Today’s businesses are greatly impacted by online reviews and social media interactions. From restaurants to doctor’s offices to auto dealerships to plumbers, every type of business must have an online reputation—customers expect it. Moreover, customers are now researching details about businesses long before they ever step a foot inside (or buy online). Online reviews make it so every single consumer now has an inside person telling them whether or not to buy a product or service. It’s the new word-of-mouth, and everyone is talking.
Enter Podium. Co-founded by Eric Rea and Dennis Steele, the Lehi-based company helps local businesses take control of customer interactions by helping them manage online reviews, messaging, customer sentiment and more. “It’s not enough to hear about a business from your family member—you now want to know what 150 people have to say about it,” says Rea. “That’s what we help businesses do. We help businesses communicate with customers through text messages or Facebook Messenger and we help businesses tell their authentic stories online.”
Rea remembers the day he got the idea for Podium. His dad, who owns a small tire shop in Canada, called him to vent about how online reviews were hurting his business. “It didn’t have a bad online reputation, it just didn’t have a reputation at all—there was no one talking about it, which meant it didn’t look legit,” says Rea.
The wheels immediately started spinning in Rea’s head: could he create a way for small businesses, like his dad’s, to communicate with their customers in today’s modern tech era? “We got the idea that we wanted to help businesses generate an authentic story about their business online.

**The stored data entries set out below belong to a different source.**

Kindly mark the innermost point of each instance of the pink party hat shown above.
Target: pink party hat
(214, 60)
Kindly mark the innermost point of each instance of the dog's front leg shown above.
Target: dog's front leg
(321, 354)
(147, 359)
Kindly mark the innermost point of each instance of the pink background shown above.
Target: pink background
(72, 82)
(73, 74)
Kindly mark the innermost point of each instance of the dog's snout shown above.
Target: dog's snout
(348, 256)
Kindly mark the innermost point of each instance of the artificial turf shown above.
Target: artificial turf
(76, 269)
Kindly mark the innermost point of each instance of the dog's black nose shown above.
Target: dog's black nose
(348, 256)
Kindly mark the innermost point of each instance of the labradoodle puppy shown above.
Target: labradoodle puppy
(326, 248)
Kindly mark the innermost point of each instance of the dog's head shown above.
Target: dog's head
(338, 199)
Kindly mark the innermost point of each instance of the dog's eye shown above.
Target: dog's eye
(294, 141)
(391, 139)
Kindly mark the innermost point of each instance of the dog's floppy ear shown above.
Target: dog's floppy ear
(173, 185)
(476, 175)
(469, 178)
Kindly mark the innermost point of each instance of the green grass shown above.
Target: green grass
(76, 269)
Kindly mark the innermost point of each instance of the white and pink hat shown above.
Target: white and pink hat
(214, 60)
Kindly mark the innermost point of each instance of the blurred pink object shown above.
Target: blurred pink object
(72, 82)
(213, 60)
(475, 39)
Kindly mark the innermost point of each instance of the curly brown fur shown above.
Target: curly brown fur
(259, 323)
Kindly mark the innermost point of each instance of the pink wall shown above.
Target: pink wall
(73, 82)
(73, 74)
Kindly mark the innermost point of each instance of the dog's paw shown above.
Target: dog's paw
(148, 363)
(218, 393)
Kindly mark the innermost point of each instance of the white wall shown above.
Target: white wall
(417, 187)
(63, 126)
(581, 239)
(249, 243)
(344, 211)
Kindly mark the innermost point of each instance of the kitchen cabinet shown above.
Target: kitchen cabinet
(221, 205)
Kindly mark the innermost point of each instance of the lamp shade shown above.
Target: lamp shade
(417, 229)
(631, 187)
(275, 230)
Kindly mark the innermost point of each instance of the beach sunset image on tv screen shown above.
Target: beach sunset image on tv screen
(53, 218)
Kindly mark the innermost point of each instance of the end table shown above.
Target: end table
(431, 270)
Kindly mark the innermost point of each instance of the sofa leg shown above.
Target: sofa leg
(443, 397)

We wanted to help them communicate with their customers.”
Like many successful entrepreneurs before him, Rea saw a big problem and began working to solve it. Armed with little more than an idea and determination, Rea recruited Steele and together they began working to build a solution. They worked nights out of a spare bedroom, perfecting their product. During the day, they hit the pavement, walking door to door, pitching the product to anyone who would listen. It turns out, they weren’t the only people who thought they were onto something.
“We sold to just about everyone we talked to,” says Rea, who credits their door-to-door selling as one of the keys to Podium’s success. “That was the reason we were able to build something great—we were in front of business owners every day, and we were able to figure out what they needed.”
As their product gained momentum, Rea and Steele received funding from Peak Ventures and Kickstart Seed Fund. With cash in hand, they moved above an old bike shop and hired some engineers. “We had about 15 people working for us in this 100-year-old-building,” recalls Rea. “The winters were freezing cold and the summers were so hot. People were so irritated from the heat that we had to cancel meetings. But, we kept at it.”
Podium got another big break when it was one of a few startups selected to participate in the highly competitive Y Combinator, a startup incubator that has helped launch the likes of Airbnb, Reddit and Dropbox. Rea and Steele spent three months in Mountain View, Calif., learning how to take Podium to an even higher level. “It was an amazing experience that taught us so much.”
Today, Podium is growing beyond what Rea ever imagined. The company recently broke ground on a new headquarters and is slated to add 400 new jobs over the next five years. And though still a relatively young company, Podium is making big waves across the online reputation management industry. “We see ourselves tackling every touchpoint along the customer experience with businesses, from scheduling payments, updating referrals to tons of different things that need to be done,” he says. “If we want to boil down what we do into one sentence, it’s trying to power the modern relationship between businesses and customers.”
To entrepreneurs just starting out, Rea has two pieces of advice: “The first is to be hyper, hyper-focused on making sure everything you build is something people actually want. It sounds simple, but it’s true. In the early days, we didn’t worry about making T shirts or speaking or anything that didn’t help us focus on what we were doing,” Rea says. “The second piece of advice is to hire incredible people. People really are the secret sauce to any successful business.”
When Rea thinks of Podium’s future, he’s excited to know the company will have a key role in building lasting relationships between businesses and their customers. “When I think of how local businesses communicate with their customers—it really hasn’t changed in 50 years, since phones were installed. Podium has the opportunity to change that—we are changing that. It’s exciting.”